Sentado en una de las mesas que
dan a la cristalera, puedo apreciar cómo la lluvia se estrella contra el
pavimento. A los transeúntes buscar refugio en las marquesinas, o en las
paradas del autobús cercanas. Otros, directamente corren hasta la boca del Metro
más próxima. Sin embargo, yo estoy aquí aislado y a salvo de la tormenta,
consolándome con un café, mientras pienso en otras cosas. Más bien, pensando en
ella. En lo lejos que quedaban nuestros paseos por el campo, sin importarnos
que la lluvia primaveral nos pudiera sorprender sin previo aviso. En lo fácil
que nos resultaba descorchar nuestra pasión sin apenas proponérnoslo.
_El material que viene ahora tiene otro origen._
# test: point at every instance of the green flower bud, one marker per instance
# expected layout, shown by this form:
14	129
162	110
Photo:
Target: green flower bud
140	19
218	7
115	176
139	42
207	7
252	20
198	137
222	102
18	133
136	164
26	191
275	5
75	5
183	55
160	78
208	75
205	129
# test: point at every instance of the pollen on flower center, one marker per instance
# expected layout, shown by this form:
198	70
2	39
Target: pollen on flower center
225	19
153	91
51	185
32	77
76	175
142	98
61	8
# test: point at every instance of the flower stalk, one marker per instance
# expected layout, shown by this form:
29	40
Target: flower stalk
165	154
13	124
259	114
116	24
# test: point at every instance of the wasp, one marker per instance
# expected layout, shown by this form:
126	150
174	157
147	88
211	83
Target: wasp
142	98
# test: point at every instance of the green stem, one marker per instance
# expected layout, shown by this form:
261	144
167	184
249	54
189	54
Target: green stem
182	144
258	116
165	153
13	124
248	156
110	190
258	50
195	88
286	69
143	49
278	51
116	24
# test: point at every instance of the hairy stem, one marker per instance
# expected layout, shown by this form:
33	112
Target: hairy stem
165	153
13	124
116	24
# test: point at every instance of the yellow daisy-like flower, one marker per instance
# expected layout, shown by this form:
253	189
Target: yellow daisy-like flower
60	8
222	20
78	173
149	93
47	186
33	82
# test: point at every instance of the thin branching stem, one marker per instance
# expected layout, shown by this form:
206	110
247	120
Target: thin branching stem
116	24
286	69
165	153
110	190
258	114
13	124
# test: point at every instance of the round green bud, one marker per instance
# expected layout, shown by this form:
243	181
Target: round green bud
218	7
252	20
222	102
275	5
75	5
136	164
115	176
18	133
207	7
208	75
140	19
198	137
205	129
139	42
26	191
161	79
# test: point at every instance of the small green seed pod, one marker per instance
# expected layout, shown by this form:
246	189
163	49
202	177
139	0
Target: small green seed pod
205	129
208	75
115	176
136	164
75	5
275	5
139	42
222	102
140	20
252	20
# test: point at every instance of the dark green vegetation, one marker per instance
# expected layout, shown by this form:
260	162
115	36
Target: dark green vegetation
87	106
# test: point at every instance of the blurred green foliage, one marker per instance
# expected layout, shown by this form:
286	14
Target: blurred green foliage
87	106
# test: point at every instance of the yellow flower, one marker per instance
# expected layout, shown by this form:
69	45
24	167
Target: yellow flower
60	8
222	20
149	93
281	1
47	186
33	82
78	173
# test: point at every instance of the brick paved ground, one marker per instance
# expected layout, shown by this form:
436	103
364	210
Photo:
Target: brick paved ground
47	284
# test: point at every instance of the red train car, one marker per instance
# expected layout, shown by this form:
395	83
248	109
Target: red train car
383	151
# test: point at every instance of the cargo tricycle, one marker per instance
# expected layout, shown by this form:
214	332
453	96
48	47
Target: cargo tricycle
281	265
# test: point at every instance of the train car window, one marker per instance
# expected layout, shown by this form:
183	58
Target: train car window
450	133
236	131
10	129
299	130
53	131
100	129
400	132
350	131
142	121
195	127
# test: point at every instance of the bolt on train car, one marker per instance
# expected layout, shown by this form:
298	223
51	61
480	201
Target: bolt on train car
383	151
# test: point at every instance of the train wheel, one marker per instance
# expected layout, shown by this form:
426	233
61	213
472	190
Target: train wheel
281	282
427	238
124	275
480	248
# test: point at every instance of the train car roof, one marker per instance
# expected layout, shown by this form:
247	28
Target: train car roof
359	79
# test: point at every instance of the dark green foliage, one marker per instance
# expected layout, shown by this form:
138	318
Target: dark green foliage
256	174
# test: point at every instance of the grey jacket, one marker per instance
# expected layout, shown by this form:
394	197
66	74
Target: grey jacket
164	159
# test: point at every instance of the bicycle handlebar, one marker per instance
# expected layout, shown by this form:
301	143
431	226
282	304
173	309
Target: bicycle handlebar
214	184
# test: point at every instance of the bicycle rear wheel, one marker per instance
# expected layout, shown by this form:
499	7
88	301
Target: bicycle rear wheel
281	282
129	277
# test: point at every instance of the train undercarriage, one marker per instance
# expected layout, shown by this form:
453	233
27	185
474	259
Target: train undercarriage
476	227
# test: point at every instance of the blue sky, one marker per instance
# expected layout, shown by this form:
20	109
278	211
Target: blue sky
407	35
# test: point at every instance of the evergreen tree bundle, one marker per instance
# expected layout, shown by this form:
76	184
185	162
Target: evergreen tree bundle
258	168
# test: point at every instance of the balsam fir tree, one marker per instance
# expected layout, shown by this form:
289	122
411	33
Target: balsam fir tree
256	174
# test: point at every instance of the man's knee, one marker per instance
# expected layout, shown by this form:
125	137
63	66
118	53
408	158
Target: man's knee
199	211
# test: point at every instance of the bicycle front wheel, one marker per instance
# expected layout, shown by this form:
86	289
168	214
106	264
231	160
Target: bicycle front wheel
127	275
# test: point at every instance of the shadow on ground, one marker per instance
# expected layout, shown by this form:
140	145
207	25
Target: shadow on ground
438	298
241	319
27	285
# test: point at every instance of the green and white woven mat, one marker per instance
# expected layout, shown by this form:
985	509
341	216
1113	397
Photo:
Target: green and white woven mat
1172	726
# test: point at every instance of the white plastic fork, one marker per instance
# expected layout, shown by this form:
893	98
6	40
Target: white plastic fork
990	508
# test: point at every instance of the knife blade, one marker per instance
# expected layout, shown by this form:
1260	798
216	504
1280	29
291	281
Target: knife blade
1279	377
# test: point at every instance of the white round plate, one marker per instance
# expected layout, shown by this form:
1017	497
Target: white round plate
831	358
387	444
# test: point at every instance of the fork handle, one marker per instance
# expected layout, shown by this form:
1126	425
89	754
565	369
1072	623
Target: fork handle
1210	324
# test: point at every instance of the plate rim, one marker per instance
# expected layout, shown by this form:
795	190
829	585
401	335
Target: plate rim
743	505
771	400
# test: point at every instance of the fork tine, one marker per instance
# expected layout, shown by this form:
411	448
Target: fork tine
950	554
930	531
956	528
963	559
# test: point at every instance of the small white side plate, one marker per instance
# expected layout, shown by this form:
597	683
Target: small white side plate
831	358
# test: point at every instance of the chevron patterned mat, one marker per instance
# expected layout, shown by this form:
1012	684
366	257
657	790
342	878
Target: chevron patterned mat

Una
caricia leve, un susurro bastaba para que la llama se encendía en cualquier
rincón de aquella casa que nos vivió nace y morir como pareja. En la música que
sonaba atronadora, mientras urdíamos planes que nunca llevamos a cabo. Quizá
nuestro amor estaba roto cuando lo adquiríamos una noche en las fiestas
municipales, o quizá no supimos manipularlo de la manera más adecuada hasta que
un buen día murió. Desde entonces vivo tan quebrado como las ramas de los
árboles que son zarandeados por el viento otoñal, y finalmente se tronchan. Mi
imaginación no se apiada de mí, propone acertijos cuya resolución siempre quedan
en el aire, en una subrealidad a la que no pertenezco. Naufragio en el «tal
vez...», «ojala...», «o lo mejor...».
La
lluvia ya ha cesado en el exterior. Sin embargo en mi corazón, el aguacero
persiste con un dolor casi imperceptible, pero permanente. Algo que se ha
instalado como un inquilino molesto en mi esencia de persona hasta formar parte de mí.
El
café es amargo. Ni siquiera el azucarillo es capaz de endulzarme el mal trago
que me producen los recuerdos.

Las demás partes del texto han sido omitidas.